Now that I think of it, a lot of parents did that. It was like parenting 101 – to do things out of concern. The infamous turtleneck comes to mind. We all had one, hated it, and still ended up having to wear it. Mine still haunts me. It’s also funny that nobody cared that it was scratchy and suffocating. Parents just wanted us to have them, because “sardi nahi lagni chahie.”
Then there was this constant weird habit where we were forced to layer our ethnic clothes with random sweaters. They didn’t match, they didn’t even fall in similar colour schemes, and somehow our parents still made sense of it. This was when they were wearing something nice, and we looked like fashion disasters. This weird layering was so bad that Diet Sabya could’ve written long pieces on us, and they would make sense. Going back, I cannot not think of how even constantly saying no to these fashion blunders, didn’t make my parents stop from doing them.

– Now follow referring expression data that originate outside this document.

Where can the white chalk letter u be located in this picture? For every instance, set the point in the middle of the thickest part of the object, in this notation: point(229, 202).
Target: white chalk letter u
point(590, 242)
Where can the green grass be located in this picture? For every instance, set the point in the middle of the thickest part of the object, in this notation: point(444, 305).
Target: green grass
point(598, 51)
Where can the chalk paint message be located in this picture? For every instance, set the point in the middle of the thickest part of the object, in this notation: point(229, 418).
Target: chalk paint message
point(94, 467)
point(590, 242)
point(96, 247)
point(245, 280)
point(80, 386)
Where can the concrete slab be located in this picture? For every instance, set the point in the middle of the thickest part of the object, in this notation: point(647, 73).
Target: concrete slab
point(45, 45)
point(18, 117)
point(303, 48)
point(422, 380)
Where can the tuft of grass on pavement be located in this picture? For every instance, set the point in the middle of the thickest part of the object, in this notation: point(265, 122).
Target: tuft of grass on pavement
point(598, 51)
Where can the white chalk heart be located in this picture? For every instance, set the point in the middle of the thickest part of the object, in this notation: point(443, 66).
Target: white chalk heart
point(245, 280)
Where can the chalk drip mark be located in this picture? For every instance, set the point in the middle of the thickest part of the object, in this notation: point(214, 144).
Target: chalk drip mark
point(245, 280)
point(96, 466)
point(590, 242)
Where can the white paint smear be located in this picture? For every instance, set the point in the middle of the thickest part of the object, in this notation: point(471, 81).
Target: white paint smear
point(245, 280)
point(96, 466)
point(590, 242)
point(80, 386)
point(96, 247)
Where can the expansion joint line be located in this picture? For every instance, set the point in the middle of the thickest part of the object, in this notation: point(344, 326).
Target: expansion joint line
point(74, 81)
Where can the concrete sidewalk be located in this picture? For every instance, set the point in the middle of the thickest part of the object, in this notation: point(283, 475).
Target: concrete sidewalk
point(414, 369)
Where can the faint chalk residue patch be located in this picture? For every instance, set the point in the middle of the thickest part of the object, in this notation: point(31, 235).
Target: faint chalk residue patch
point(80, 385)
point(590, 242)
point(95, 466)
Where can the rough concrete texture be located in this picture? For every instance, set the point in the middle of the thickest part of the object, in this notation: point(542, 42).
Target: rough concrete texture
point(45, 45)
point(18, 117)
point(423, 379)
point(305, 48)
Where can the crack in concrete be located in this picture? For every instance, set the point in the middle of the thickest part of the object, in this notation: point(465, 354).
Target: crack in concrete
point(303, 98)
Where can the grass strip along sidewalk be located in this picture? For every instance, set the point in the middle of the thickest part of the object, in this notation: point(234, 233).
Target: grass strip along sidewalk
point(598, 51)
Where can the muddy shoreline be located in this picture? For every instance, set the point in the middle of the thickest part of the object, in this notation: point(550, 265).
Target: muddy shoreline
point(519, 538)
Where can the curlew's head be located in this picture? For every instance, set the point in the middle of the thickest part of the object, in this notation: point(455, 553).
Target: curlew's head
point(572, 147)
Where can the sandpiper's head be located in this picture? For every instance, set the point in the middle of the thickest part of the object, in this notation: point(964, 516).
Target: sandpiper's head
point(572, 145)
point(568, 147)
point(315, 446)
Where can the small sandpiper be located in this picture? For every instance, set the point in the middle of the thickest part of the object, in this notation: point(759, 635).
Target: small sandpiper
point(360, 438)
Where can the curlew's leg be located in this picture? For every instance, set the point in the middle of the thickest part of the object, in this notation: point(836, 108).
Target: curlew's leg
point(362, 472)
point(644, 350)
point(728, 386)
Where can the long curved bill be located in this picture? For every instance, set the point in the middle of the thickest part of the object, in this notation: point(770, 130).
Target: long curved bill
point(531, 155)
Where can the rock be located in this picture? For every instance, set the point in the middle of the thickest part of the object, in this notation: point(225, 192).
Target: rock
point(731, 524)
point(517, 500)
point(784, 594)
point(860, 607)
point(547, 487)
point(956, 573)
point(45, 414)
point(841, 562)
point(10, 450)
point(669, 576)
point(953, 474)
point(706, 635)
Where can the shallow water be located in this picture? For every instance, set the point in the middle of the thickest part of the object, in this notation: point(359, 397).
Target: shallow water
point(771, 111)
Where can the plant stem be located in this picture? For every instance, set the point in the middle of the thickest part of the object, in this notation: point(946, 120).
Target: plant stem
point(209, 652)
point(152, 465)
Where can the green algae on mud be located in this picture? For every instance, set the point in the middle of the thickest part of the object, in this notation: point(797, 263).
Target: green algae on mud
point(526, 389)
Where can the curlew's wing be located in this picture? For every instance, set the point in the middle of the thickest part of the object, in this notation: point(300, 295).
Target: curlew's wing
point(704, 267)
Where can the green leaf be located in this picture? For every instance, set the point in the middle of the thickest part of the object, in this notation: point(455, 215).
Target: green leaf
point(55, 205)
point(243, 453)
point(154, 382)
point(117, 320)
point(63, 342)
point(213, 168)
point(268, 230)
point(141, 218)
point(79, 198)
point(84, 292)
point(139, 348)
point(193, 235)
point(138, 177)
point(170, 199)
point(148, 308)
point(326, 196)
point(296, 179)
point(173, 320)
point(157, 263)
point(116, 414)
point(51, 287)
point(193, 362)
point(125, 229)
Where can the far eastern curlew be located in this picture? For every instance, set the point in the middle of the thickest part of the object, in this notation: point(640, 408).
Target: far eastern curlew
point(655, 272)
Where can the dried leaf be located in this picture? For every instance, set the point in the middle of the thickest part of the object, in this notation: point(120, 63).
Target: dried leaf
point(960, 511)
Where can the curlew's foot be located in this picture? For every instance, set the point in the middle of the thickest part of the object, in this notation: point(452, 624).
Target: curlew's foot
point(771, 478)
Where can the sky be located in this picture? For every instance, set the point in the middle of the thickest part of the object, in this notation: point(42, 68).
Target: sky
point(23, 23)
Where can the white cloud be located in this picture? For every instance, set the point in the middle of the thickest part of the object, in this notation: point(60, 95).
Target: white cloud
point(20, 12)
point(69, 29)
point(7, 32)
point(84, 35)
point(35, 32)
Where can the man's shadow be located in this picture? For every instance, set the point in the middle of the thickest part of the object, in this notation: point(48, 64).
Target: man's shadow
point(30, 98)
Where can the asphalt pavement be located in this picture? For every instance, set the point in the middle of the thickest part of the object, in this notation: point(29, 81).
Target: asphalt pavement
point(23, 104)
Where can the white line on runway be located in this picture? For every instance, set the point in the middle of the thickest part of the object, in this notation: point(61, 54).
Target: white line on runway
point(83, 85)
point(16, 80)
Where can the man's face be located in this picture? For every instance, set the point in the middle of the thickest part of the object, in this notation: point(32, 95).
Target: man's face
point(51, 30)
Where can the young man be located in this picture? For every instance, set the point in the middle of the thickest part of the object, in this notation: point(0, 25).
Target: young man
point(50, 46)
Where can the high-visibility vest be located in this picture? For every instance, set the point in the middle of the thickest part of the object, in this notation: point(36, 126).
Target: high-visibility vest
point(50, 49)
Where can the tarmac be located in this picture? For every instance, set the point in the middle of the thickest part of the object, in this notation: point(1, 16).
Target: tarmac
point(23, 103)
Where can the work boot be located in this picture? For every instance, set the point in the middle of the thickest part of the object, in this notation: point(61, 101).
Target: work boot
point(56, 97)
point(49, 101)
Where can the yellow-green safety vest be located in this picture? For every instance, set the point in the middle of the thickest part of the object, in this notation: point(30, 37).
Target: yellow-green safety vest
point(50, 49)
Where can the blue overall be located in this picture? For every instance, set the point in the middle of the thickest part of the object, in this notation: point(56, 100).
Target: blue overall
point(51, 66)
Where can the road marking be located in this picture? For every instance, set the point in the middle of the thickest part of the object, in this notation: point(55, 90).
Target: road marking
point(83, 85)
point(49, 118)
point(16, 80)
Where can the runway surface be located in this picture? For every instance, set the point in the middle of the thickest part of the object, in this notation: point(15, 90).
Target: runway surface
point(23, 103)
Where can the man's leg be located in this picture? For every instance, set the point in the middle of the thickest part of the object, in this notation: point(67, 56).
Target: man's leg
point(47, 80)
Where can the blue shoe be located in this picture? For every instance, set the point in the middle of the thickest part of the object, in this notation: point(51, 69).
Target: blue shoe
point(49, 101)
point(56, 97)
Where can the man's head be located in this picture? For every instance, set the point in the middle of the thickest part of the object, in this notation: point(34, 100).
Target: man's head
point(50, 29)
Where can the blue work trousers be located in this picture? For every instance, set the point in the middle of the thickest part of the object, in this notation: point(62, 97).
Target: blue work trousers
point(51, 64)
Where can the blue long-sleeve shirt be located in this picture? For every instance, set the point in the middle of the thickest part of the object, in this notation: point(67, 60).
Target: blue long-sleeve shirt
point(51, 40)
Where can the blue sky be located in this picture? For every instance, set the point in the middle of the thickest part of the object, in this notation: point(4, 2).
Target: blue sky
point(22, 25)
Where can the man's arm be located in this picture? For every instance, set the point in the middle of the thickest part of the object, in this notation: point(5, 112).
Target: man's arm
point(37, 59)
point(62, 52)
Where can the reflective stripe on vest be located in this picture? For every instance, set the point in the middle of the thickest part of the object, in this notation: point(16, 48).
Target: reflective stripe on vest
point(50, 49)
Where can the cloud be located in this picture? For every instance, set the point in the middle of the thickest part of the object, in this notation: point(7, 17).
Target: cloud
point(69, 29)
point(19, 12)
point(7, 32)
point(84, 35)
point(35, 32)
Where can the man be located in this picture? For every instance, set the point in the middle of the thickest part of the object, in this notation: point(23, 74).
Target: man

I still get nightmares of that plastic headband that came with spikes. My mom used to think that it made me look cute. The only thing is, she could SEE the spikes on it, and she still wanted me to put it each time we went out. At this point I’m not even sure if I looked cute, or if it was just my mom sourcing her anger to the hairband. Parents are weird people, and I can’t imagine doing this to a kid. I know I would do it, eventually – put them in something they don’t like, but I can’t IMAGINE doing it. I’m only human.
A colleague reminded, “There were these net-textured dresses which used to be very uncomfortable. I was always put in them during festivals, even when I complained.” As kids, we certainly didn’t have any control over our lives, but the blatant ignorance is weirdly funny. Clearly, concern came out in weird ways for our generation. It also speaks so much of the trust issues that our parents pile on us. We’d tell them that something didn’t feel or look nice and the only reply was, “Aisa kuchh nahin hai, peheno isse.”
It’s funny, maybe a little sad, and still, a lot itchy. But it’s how our parents cared, and I never knew that generation gap could be funny. Who knew wearing a turtleneck would turn me into this paranoid person with constant trust issues?